Not wanting to get hit, I stepped to the side and watched as Randall – who wasn’t nearly that clever – proceeded to unintentionally catch the dart via his left trapezium and shoulder.
I was in shock. Before me was a skinny shirtless kid with a gigantic lawn dart sticking out of his neck. Randall looked over at the dart then looked back at me. Calmly, he said “Wow. It doesn’t really hurt.”
Then he fell over.
I just stood there, completely frozen due to my immense fear. There was NO WAY I could hide this from my brother now.
Luckily, Mr. White - our across-the-street neighbor - happened to witness the whole event while trimming his hedges. Being of far sounder mind than I was at that moment in time, he sprinted over to us and began asking if Randall was ok. I couldn’t understand a word he said – every sound entered my ears and echoed as if spoken into a five gallon drum.
He ran up to the house and knocked loudly, shouting for help. My mother opened the door and proceeded to shriek as she saw Randall laying there with the red-and-green-finned implement jutting out of his shoulder. She ran back in and dialed 911 who immediately responded with an ambulance and 2 police cars – which I presumed were there to haul me to jail for the murder of Randall Cunningham. Not an altogether bad consequence, considering the slow and merciless torture that awaited me at the hands of my barbaric older brother once he found out about this.
”I’ll come along quietly, officer.”
“Oh, son, you aren’t in any trouble. Your neighbor explained what happened. It was an accident. Don’t worry, he will be fine.”
”No, please. Lock me up. I deserve it. PLEASE.”
He chuckled, patted me on the head, and returned to the conversation with my mother about the very mild winter they had just experienced. A few hours later, Randall’s parents called to let us know that he was fine. The dart had caused mostly tissue damage and a poked a little hole in the trapezium. He would be fine in 4 to 6 weeks – perfect timing, as that’s how long I expected to be beaten with a cane and made to eat out of the vacuum cleaner bag as retribution for sneaking into Ben’s room and taking his stuff.
Ben came home around eight that evening. I was terrified. I locked myself in the bathroom and pretended to have explosive diarrhea – complete with grunting sounds. I figured this charade would buy me a good 30 minutes before I was beaten senseless.
My mother came to the door and knocked. “Honey, are you ok?”
”No, I’m sick to my stomach.”
”Well, lunch was peanut butter and jelly and dinner was macaroni and cheese, neither of which have a reputation for causing sore stomachs. Why don’t you open the door and let’s talk about it?”

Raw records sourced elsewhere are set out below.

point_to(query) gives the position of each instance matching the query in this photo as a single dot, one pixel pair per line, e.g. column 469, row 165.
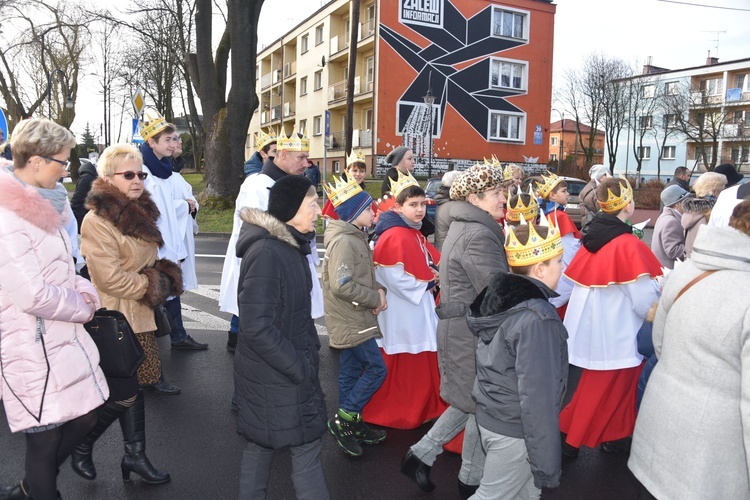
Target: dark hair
column 410, row 192
column 522, row 234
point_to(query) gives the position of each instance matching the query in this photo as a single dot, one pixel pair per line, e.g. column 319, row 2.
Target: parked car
column 574, row 190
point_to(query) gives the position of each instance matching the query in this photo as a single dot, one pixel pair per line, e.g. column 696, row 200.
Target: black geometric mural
column 467, row 90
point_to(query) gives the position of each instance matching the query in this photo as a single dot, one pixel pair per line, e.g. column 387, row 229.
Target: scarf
column 160, row 168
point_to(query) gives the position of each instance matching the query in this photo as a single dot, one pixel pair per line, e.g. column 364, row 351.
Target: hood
column 721, row 248
column 506, row 294
column 26, row 202
column 262, row 225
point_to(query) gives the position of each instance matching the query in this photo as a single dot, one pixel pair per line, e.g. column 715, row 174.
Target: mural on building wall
column 455, row 41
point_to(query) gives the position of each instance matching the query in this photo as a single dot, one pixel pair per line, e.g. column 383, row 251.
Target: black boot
column 133, row 423
column 418, row 471
column 80, row 459
column 466, row 490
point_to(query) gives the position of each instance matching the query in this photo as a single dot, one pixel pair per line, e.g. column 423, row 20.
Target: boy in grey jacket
column 352, row 299
column 522, row 368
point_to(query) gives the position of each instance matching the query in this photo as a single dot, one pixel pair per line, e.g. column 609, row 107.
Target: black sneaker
column 366, row 434
column 344, row 432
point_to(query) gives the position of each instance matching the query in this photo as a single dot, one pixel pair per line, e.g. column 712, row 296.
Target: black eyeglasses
column 65, row 164
column 130, row 175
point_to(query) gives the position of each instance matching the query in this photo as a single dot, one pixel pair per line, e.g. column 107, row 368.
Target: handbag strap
column 693, row 282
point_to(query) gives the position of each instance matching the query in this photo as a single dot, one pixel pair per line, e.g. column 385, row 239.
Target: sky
column 674, row 34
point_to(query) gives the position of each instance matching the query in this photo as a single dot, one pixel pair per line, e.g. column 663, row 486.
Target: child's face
column 413, row 208
column 560, row 196
column 365, row 219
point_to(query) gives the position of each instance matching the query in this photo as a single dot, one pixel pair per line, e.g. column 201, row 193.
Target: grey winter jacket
column 350, row 290
column 472, row 254
column 522, row 368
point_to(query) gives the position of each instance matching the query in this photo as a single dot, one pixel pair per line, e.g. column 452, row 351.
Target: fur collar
column 135, row 218
column 26, row 202
column 274, row 226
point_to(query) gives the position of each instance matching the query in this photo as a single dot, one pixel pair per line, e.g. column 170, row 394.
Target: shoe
column 418, row 471
column 165, row 388
column 466, row 490
column 190, row 344
column 343, row 428
column 232, row 341
column 366, row 434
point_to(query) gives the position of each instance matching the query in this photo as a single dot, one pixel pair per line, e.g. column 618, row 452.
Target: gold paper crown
column 263, row 139
column 153, row 123
column 617, row 203
column 341, row 191
column 403, row 182
column 528, row 212
column 549, row 182
column 355, row 157
column 293, row 142
column 536, row 249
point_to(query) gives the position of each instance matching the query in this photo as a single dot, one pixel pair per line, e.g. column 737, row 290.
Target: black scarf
column 602, row 229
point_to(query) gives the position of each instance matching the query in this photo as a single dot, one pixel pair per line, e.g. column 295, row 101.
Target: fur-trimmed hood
column 26, row 202
column 136, row 218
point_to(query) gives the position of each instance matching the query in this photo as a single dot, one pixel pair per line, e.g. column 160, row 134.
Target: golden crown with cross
column 616, row 203
column 293, row 141
column 263, row 139
column 536, row 249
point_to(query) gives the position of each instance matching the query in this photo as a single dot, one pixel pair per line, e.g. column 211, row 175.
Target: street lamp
column 429, row 100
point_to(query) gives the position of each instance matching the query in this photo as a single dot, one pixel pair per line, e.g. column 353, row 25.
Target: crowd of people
column 474, row 333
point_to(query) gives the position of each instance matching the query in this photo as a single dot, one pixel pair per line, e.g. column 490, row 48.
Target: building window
column 318, row 80
column 508, row 75
column 317, row 125
column 510, row 24
column 505, row 126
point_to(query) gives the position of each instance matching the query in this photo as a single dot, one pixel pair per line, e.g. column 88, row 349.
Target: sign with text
column 422, row 12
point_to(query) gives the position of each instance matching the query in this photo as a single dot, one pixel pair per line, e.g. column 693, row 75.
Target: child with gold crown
column 406, row 263
column 522, row 367
column 614, row 275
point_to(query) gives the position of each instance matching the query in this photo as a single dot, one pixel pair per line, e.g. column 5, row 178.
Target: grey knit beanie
column 395, row 156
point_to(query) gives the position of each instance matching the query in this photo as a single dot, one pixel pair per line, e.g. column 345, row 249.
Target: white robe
column 603, row 322
column 254, row 193
column 409, row 324
column 175, row 222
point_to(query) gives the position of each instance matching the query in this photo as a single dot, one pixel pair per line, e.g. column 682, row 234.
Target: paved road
column 193, row 437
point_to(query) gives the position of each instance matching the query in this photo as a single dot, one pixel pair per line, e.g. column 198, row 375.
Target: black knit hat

Reluctantly, I unlatched the hook that locked the door and opened it, peering outside for Ben. Mom entered and shut the door behind her.
”I told Ben that I went into his room and got the darts for you, figuring it was a nice day outside. Don’t worry about him.”
Ahh, good ol’ mom.
A few days later, I visited Randall at his house. I brought him the new Snake Eyes figure – the one with Timber the wolf enclosed – as a get-well present. He told me about how he had stolen a bunch of hypodermic injectors from one of the drawers at the doctor’s office and that we could use them as stealth water guns once he got back in school. He had also stolen an entire blister pack of gauze, with which we proceeded to make ourselves mummies.
He was back to normal after a few weeks, and in no time we were back to combatting the forces of evil as Ninja Guys, Inc., traipsing around the woods with our
makeshift swords and “acid shooters” made from the stolen hypos.
My brother still beat me for playing with his stuff, but thanks to mom, it involved just a wiffle ball bat and lasted only a few hours.